The individuals in this test group were then asked to discuss what they thought each item meant to ensure that it was being read as intended. Examples of items deleted based on the cognitive interviews include “Many people can take care of their own asthma with the help of a doctor (T/F)” and “Most children with asthma come from poor homes (T/F).”
Based on information from the expert review and cognitive interviews, three new items were constructed, 26 items were retained without changes, 24 were modified, and nine items were deleted. This resulted in a new pool of 52 questions.

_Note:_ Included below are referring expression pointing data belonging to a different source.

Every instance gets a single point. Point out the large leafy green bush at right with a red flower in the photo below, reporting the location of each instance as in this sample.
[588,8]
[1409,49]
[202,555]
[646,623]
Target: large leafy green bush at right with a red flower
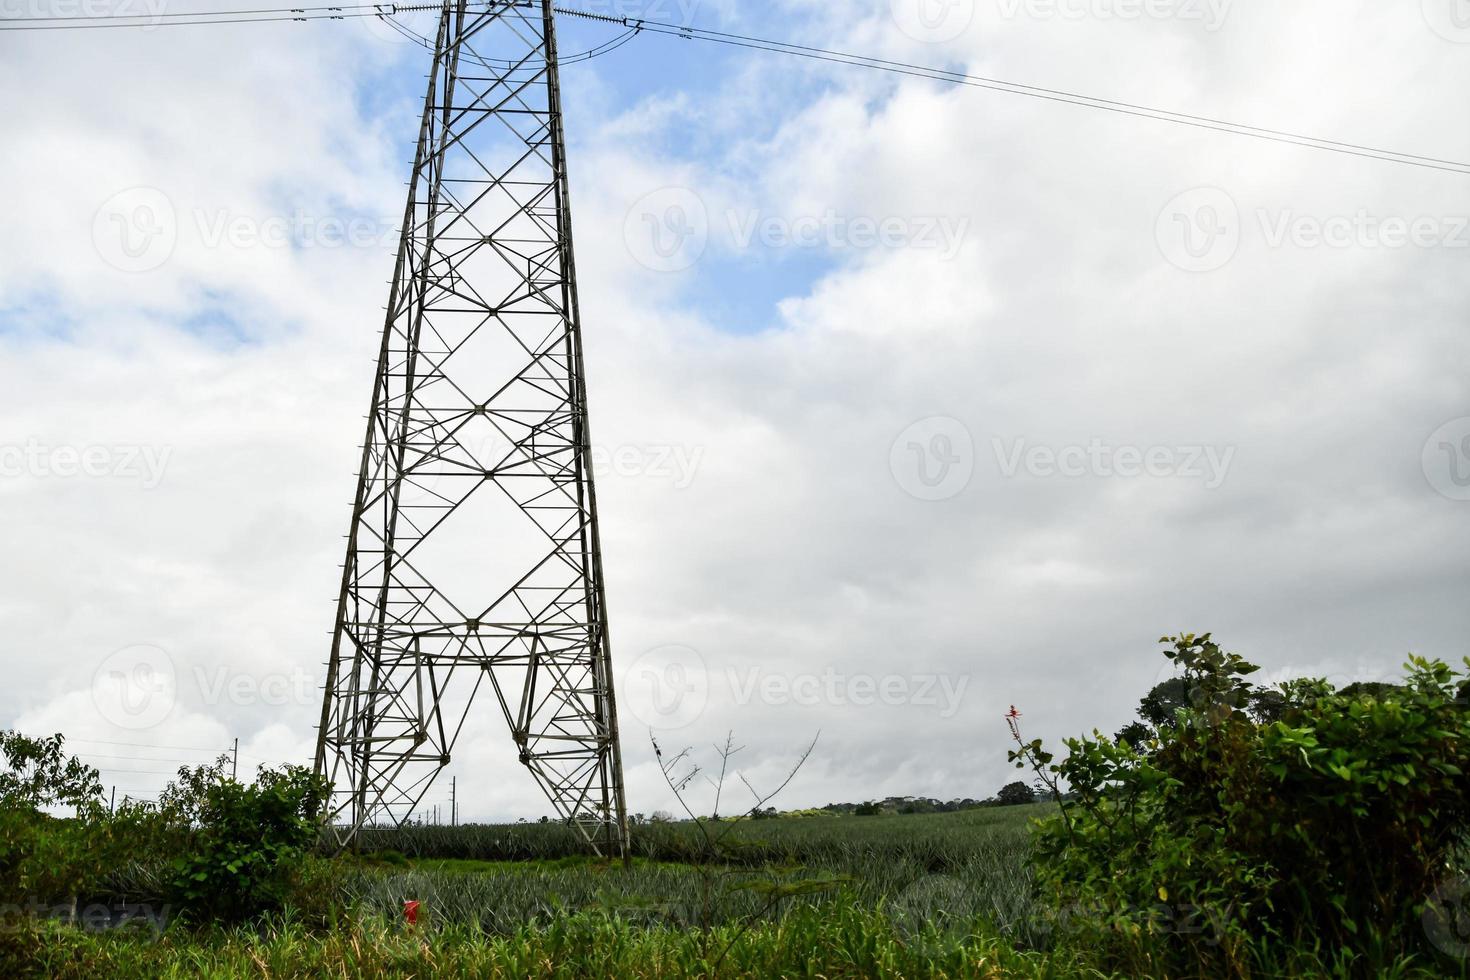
[1309,819]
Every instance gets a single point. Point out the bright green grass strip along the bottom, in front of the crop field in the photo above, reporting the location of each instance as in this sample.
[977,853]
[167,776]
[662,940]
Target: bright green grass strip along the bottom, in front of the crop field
[834,941]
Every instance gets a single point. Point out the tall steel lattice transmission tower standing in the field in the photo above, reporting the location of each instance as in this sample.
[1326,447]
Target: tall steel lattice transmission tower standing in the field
[474,571]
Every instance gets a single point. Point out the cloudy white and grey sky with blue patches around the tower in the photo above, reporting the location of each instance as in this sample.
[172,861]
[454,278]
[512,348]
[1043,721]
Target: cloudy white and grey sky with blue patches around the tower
[911,402]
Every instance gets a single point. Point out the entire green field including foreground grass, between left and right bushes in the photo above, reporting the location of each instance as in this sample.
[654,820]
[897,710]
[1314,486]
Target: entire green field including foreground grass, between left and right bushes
[892,896]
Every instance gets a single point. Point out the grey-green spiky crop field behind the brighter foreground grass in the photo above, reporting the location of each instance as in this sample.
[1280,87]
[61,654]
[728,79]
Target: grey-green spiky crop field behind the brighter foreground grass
[501,878]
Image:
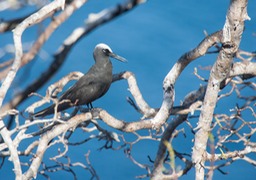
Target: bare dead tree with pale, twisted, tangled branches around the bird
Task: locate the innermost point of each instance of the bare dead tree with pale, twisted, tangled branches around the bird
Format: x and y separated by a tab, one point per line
234	69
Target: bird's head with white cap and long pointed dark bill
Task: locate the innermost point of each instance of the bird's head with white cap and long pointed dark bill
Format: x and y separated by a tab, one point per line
104	51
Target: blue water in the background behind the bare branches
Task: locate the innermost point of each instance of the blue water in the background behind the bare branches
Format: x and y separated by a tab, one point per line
152	37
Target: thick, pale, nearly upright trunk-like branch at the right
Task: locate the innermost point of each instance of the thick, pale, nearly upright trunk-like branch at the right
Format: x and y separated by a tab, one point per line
232	32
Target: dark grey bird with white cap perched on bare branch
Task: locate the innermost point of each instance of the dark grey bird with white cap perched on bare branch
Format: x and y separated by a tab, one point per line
91	86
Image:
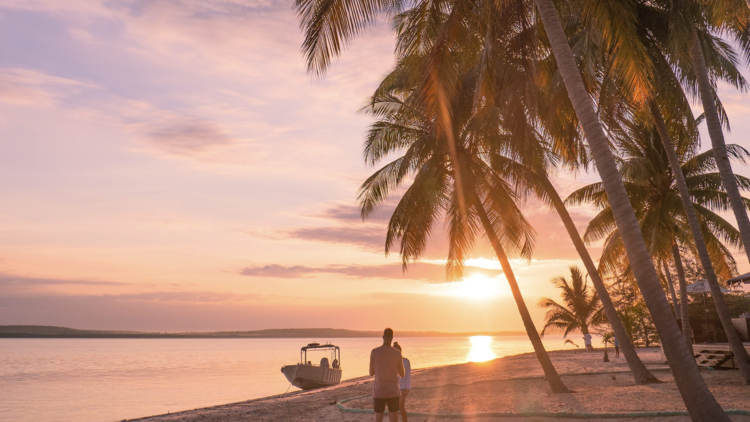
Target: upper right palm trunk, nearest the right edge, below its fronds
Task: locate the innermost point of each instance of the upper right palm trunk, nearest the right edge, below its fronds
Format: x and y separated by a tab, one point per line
717	143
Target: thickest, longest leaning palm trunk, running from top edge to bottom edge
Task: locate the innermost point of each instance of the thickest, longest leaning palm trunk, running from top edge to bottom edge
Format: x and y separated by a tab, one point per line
700	403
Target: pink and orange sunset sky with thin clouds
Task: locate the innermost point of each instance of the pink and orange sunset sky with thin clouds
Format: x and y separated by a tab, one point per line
171	166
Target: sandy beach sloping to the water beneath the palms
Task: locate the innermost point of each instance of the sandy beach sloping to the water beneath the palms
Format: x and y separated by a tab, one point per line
507	389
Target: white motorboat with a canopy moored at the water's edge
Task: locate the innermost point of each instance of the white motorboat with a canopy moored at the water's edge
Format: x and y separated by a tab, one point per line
306	375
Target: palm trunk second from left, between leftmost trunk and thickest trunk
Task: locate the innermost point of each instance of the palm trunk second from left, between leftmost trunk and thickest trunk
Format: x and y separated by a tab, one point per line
640	373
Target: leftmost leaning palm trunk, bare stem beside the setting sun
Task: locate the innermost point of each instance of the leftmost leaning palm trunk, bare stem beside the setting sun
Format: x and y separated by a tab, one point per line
553	378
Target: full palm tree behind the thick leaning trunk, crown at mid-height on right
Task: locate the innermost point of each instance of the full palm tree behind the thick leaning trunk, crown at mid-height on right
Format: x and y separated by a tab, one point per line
651	186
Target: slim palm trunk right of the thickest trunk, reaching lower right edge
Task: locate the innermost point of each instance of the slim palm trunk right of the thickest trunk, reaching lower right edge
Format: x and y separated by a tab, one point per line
743	359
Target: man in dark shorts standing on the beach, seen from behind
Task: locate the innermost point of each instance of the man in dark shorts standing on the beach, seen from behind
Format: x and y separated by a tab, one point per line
386	364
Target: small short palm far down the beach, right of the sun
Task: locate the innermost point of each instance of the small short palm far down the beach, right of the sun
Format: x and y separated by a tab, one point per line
580	310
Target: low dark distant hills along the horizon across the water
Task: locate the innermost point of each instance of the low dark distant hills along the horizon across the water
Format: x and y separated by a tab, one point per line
45	331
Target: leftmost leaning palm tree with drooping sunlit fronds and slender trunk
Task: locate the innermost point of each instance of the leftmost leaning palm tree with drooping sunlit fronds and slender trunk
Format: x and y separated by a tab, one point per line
489	204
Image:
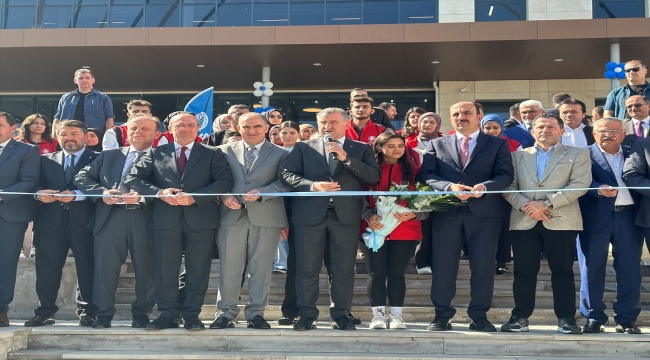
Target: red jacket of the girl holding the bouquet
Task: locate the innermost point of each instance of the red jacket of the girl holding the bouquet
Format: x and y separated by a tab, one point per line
392	173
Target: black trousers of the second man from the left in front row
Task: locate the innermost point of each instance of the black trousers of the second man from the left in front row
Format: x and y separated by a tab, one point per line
51	253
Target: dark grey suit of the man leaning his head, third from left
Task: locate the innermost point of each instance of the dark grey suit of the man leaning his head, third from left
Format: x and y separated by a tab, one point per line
118	230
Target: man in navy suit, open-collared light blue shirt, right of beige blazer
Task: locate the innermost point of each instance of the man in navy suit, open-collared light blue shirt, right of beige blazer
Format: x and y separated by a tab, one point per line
608	217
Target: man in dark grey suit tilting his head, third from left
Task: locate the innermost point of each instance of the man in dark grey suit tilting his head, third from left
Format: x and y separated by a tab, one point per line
120	225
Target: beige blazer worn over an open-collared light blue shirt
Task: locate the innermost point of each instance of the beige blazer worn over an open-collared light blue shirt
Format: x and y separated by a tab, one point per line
568	167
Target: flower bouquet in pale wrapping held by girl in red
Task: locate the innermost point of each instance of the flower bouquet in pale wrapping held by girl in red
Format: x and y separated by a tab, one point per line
388	206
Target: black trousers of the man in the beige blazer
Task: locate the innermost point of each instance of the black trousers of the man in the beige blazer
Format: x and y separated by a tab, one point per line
560	250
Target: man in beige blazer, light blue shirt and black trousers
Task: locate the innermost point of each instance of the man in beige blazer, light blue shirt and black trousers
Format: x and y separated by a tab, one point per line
549	218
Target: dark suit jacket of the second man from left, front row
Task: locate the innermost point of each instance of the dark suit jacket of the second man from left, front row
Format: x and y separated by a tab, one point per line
53	177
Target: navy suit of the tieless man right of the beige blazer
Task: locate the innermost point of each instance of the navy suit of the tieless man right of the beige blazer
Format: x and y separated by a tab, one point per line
604	225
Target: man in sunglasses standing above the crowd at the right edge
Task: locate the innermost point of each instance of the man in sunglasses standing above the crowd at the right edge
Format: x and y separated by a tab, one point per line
635	72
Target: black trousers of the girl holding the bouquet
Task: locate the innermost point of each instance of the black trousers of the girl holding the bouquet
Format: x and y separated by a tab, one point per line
388	263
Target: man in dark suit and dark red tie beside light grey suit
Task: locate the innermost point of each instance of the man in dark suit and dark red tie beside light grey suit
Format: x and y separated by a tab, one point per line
182	222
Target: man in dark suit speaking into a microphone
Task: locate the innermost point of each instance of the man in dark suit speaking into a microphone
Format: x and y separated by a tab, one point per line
322	222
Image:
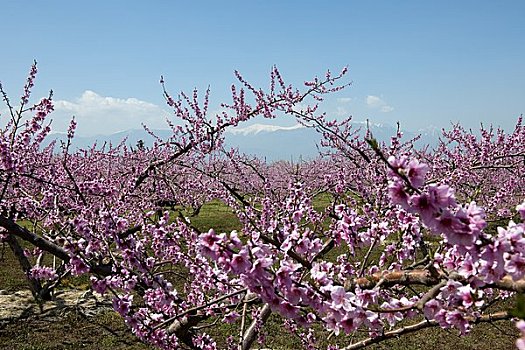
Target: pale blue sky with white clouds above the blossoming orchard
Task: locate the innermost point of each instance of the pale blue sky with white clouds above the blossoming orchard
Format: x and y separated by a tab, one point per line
422	63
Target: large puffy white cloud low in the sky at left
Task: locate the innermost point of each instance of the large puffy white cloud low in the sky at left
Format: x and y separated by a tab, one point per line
96	114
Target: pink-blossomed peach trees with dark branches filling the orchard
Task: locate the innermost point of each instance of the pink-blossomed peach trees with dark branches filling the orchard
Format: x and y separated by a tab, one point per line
429	237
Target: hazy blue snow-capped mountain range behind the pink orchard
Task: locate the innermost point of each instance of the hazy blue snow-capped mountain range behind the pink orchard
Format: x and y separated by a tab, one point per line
263	140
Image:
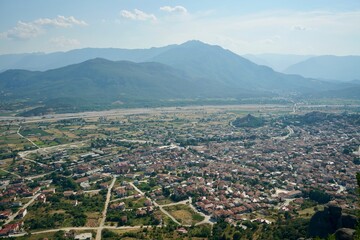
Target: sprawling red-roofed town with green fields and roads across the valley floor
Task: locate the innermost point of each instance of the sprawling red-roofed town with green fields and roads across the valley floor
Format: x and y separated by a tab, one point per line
174	173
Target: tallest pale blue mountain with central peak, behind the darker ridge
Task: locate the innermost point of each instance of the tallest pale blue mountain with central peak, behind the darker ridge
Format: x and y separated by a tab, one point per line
225	68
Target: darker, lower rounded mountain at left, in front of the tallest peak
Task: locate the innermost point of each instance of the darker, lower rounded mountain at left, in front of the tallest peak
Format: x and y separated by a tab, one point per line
97	78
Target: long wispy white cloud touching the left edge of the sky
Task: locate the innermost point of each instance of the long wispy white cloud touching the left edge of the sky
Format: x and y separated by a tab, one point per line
27	30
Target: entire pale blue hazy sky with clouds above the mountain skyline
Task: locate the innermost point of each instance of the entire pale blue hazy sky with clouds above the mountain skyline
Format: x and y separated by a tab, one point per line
243	26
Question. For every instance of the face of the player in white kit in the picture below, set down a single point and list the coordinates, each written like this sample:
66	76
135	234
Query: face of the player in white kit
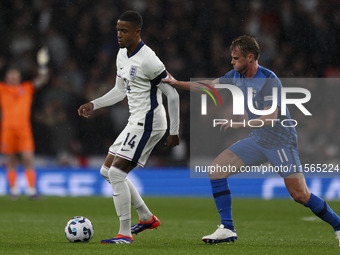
128	35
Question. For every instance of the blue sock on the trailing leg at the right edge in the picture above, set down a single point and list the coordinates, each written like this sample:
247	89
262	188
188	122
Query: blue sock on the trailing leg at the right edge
321	209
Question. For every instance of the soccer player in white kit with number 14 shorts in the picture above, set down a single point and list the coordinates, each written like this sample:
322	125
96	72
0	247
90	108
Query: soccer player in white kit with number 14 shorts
139	78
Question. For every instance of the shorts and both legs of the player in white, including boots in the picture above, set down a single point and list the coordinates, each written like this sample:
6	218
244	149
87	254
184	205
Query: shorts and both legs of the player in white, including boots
133	146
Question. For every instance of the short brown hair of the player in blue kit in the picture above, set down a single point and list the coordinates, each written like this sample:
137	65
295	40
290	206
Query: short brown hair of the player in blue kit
247	44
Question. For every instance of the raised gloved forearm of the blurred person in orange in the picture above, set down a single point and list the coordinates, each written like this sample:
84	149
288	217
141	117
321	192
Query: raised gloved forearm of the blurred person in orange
43	75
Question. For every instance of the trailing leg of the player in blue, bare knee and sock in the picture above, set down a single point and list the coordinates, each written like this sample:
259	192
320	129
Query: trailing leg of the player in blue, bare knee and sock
296	185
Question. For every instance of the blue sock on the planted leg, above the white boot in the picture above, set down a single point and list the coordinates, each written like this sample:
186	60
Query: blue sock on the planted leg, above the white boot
222	196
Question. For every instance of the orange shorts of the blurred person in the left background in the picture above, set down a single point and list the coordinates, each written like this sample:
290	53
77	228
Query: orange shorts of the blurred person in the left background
16	141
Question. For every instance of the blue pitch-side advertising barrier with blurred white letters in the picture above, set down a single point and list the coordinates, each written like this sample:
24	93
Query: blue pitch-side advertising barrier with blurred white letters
169	182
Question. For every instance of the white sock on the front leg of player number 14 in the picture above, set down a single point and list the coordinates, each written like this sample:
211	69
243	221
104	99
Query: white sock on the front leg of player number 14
121	199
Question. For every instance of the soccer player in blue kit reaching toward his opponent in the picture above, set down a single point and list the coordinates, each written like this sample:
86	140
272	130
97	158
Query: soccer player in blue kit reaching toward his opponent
274	143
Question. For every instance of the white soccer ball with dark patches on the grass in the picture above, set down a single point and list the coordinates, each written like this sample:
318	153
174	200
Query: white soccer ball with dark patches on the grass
79	229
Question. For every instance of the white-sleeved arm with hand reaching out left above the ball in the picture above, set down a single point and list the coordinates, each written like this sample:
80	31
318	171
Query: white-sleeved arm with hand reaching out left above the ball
112	97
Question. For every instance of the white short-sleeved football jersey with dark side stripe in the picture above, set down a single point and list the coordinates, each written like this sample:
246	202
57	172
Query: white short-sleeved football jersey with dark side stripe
141	72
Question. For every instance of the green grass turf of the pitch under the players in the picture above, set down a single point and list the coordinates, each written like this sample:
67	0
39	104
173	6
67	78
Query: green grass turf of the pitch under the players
263	227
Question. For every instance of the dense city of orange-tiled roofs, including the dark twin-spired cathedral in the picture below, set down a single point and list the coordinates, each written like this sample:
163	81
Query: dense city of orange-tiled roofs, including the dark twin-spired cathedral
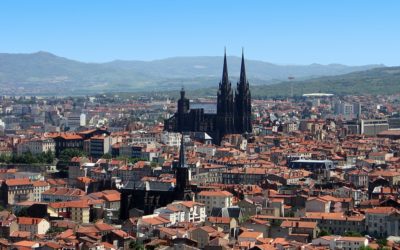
316	171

Step 3: Item Performance Measurement
This new pool of items became the survey for quantitative item performance measurement. Two samples were used for this phase of testing. First, data were obtained from the community-drawn convenience sample described above (n = 83). In addition to participating in the cognitive interviews, these individuals were also asked to complete self-administered surveys. A larger sample was also obtained via a random-digit dialing telephone survey of the Chicago area, using residential telephone numbers purchased from a commercial vendor (SDR Sampling Services; Atlanta, GA). For this telephone survey, a total of 222 respondents aged > 18 years were interviewed. canadian health & care mall
The purpose of this step was to ensure that responses to the items in the final survey did not manifest floor and ceiling effects, and would manifest sufficient variation to allow differentiation across segments of the population. For these reasons, items to which the two samples provided uniform responses were candidates for exclusion. After examining the distribution of SDs for the responses, a numerical decision rule for exclusion was adopted. Likert scale items with SDs < 0.95 were deleted. For binary response items (true/false or yes/no), “don’t know” responses were assigned a numerical value for calculation of a mean and SD. Items with an SD < 0.4 were deleted. Frequency distributions were also used to eliminate certain items based on the floor/ceiling of the responses. In general, items with responses > 80% at the highest or lowest values were deleted. In addition to deleting items based on uniform responses, several items were excluded because of extreme variability in the responses, suggesting unclear wording of the questions. Examples of the 22 items deleted as a result of this quantitative item performance measurement step are seen in Figure 2.
Figure 2. Examples of item reduction based on quantitative item performance measurement (Steps IIIA and IIIB) during development of the Chicago Community Asthma Survey (CCAS-32).